With regard to CT, 33 (35.9%) of the 92 patients who had incoagulable CT received pre-antivenom therapy, with complete CT normalization 48 hours after serum therapy (CT <11 minutes Technical Lee-White), and 26 (28.2%) patients showed a normal CT (clottable). Finally, the remaining 33 patients were discharged from the hospital before 48 hours, making it impossible to determine their CT.

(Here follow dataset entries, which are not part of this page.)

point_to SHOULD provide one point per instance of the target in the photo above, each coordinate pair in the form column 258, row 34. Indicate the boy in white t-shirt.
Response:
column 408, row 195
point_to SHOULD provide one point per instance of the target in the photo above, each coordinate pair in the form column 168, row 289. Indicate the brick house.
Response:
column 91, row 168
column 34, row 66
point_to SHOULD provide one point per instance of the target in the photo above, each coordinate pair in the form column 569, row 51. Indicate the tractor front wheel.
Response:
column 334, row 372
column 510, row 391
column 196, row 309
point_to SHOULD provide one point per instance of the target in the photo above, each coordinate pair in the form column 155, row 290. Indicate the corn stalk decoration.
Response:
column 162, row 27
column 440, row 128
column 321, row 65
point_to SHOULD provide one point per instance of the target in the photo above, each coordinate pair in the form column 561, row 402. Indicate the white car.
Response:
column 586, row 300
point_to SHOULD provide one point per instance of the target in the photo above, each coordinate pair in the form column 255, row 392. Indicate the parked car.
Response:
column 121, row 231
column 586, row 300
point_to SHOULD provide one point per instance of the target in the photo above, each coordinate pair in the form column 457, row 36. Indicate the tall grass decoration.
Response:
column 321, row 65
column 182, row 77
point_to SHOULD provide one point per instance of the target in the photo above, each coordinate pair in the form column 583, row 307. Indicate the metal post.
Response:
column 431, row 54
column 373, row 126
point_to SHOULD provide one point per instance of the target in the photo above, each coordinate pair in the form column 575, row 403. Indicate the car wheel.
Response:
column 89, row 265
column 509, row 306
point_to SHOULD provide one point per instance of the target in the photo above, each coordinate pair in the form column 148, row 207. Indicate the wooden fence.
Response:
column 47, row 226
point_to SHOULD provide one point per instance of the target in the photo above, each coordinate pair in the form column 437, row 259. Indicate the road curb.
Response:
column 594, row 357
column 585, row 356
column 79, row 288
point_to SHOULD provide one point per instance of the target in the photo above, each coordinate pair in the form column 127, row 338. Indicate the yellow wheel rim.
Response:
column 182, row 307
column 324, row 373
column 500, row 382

Although it is preconized by the Brazilian MH, CT test was not performed 48 hours after antivenom in a group of 33 patients who were admitted in CEMETRON. These patients were discharged early, before 48 hours, due to the significant increase in the number of dengue cases in 2009, exceeding the capacity of beds in the center of reference. Milani and co-authors20 evaluated the CT of 2,990 patients with snakebites and noted a blood incoagulability rate of 46.7%. These changes tend to baseline with the neutralization of venom (post-antivenom), which was also observed in the literature33–35.
Serum creatinine and urea are the most commonly used parameters for evaluating renal function in the clinical practice. Their normal values range from 0.4 to 1.2mg/dL and 10 to 50mg/dL, respectively. When these markers were analyzed before and after antivenom treatment, some changes in the creatinine levels were observed (pre-serum = 0.94 and drops to 0.82 in post-serum). The same occurs for urea (pre-serum = 31.5 and drops to 24.17 in post-serum).
Another evaluated marker was CK, an enzyme that is present in high levels in patients bitten by snakes. The median pre-serum CK level was 690U/L, while after 48 hours of antivenom treatment, the level was 640U/L (Table 4).
In our study, the pre- and post-serum analyses showed that there was a median decrease in ALT (Table 4) and AST (Table 4) levels. Snakebites can lead to liver changes with elevations in ALT levels. This change is described in crotalid envenomations2,3. There was an increase in ALT levels after antivenom therapy. Hence, further studies need to be conducted to elucidate these increased ALT levels and define possible causes for this increase (hepatotoxicity of Bothrops snake venom or complication of antivenom used).
In conclusion, a clear majority of snakebite cases reported in this study were apparently caused by Bothropssnakes, which have similar epidemiological and clinical characteristics as those found in other literature. This follow-up study may contribute to a better understanding of envenomation in the State of Rondônia and can be useful for identifying real conditions that increase snakebites in this region.